Uma frente unida da esquerda, com um programa socialista de oposição intransigente a todas as políticas reaccionárias do PS, é, neste momento, a melhor forma de realmente avançar. Uma frente que funcione não só como uma alternativa de governo — um governo dos trabalhadores — mas, acima de tudo, que apresente uma alternativa revolucionária ao capitalismo, fortalecendo a organização da classe trabalhadora e da juventude nas ruas, nas escolas, nos locais de trabalho — ao invés de cavalgar a luta para conquistar posições no parlamento e restantes órgãos da democracia burguesa.
O momento é de unificar as inumeráveis greves e movimentos e traçar um plano de luta em defesa do direito à greve, contra a lei da requisição civil, contra as leis de isenção de horário e todas as alterações ao código laboral que precarizaram o trabalho na última década!
Há que levantar um programa que conecte directamente com as aspirações dos trabalhadores e da juventude, condenados à precariedade, salários de miséria e degradação geral das condições de vida — 35 horas de trabalho semanal para todos, contratação colectiva, salário mínimo de €900 euros, e igualmente um plano de habitação social, o fim da “lei Cristas”, o investimento público massivo na Educação e na Saúde, a nacionalização da banca, da energia, dos transportes e de todos os sectores chave da economia.
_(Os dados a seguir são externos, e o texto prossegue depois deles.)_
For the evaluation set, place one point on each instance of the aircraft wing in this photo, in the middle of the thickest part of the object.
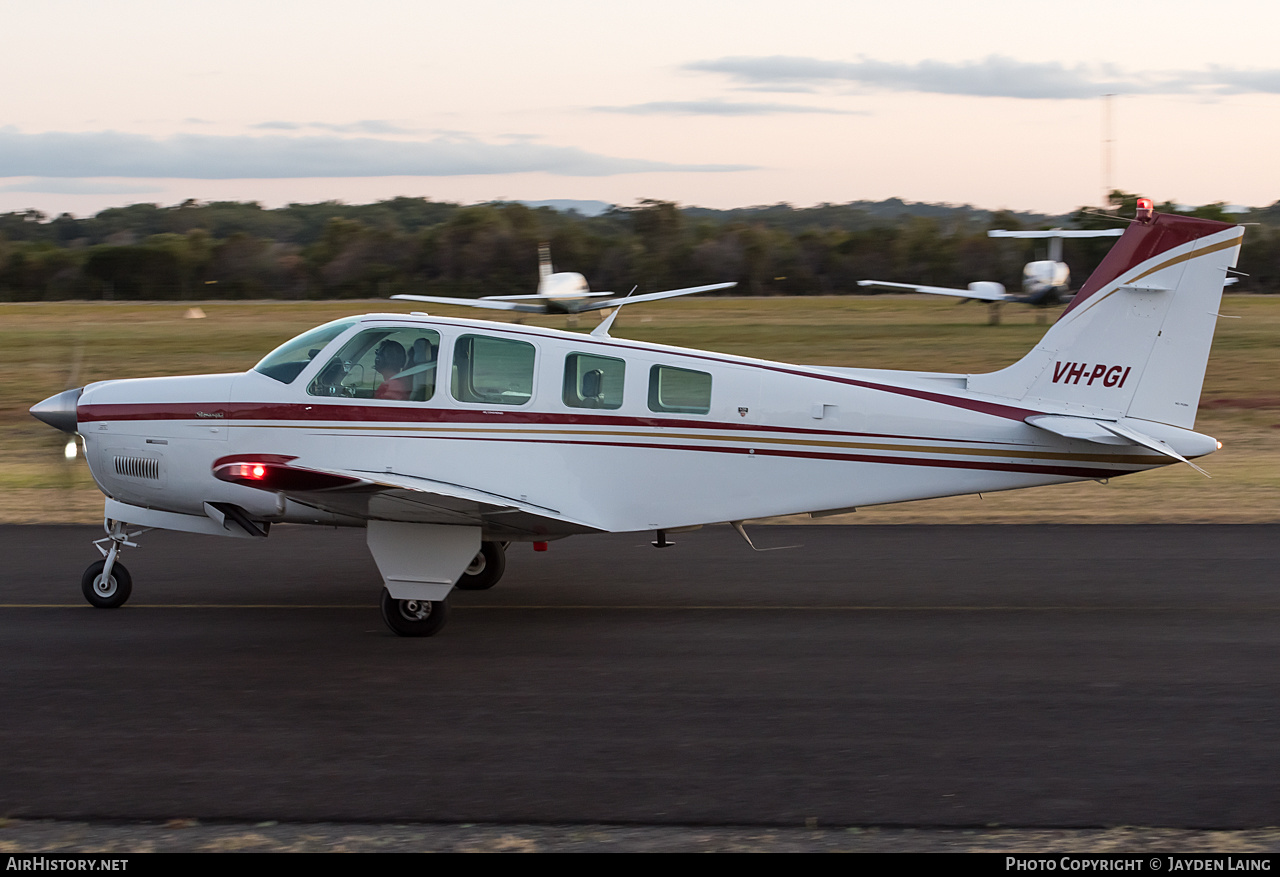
(398, 497)
(1059, 233)
(542, 297)
(652, 296)
(982, 289)
(494, 304)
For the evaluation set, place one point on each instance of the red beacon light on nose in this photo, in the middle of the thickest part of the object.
(247, 471)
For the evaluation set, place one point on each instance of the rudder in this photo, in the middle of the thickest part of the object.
(1136, 339)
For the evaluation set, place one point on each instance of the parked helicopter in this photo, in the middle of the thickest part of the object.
(448, 438)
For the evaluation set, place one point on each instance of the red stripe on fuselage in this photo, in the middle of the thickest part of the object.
(1034, 469)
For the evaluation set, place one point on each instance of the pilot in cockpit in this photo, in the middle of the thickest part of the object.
(389, 361)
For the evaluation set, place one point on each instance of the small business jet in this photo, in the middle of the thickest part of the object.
(447, 439)
(561, 292)
(1046, 282)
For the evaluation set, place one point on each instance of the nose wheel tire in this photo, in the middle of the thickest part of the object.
(485, 570)
(414, 617)
(106, 593)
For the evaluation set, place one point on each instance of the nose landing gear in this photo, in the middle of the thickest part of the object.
(106, 584)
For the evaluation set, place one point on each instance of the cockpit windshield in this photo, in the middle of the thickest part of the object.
(289, 359)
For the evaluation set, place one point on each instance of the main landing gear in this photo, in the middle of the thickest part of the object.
(106, 584)
(487, 567)
(414, 617)
(428, 617)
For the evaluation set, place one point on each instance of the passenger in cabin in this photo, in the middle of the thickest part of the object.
(389, 361)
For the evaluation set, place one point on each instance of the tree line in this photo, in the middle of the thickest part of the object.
(332, 250)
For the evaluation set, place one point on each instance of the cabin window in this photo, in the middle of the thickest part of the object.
(593, 382)
(679, 391)
(289, 359)
(492, 370)
(391, 362)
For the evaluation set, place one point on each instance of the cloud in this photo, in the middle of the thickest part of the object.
(362, 127)
(717, 106)
(74, 186)
(204, 156)
(991, 77)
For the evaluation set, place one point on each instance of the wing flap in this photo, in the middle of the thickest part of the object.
(398, 497)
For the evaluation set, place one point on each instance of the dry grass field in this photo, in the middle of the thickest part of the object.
(46, 347)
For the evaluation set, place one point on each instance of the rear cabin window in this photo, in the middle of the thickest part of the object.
(396, 364)
(492, 370)
(593, 382)
(679, 391)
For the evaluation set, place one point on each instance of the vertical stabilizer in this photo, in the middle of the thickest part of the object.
(1136, 339)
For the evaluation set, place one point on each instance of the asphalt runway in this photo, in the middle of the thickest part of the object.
(1040, 676)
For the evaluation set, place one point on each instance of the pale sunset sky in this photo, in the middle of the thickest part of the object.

E há que realizar isto recorrendo a todas as formas de luta da classe trabalhadora.
Se, pelo contrário, as direcções da esquerda e do movimento operário “tradicional” continuarem com o papel de defensoras da paz social — ou buscarem até negociar com o PS para obter pastas ministeriais —, então estarão a reafirmar-se como um obstáculo à luta da classe trabalhadora no período a ser aberto pela nova recessão mundial. E todos os obstáculos no caminho dos trabalhadores e da juventude serão demolidos.
Está na hora da organização e da luta!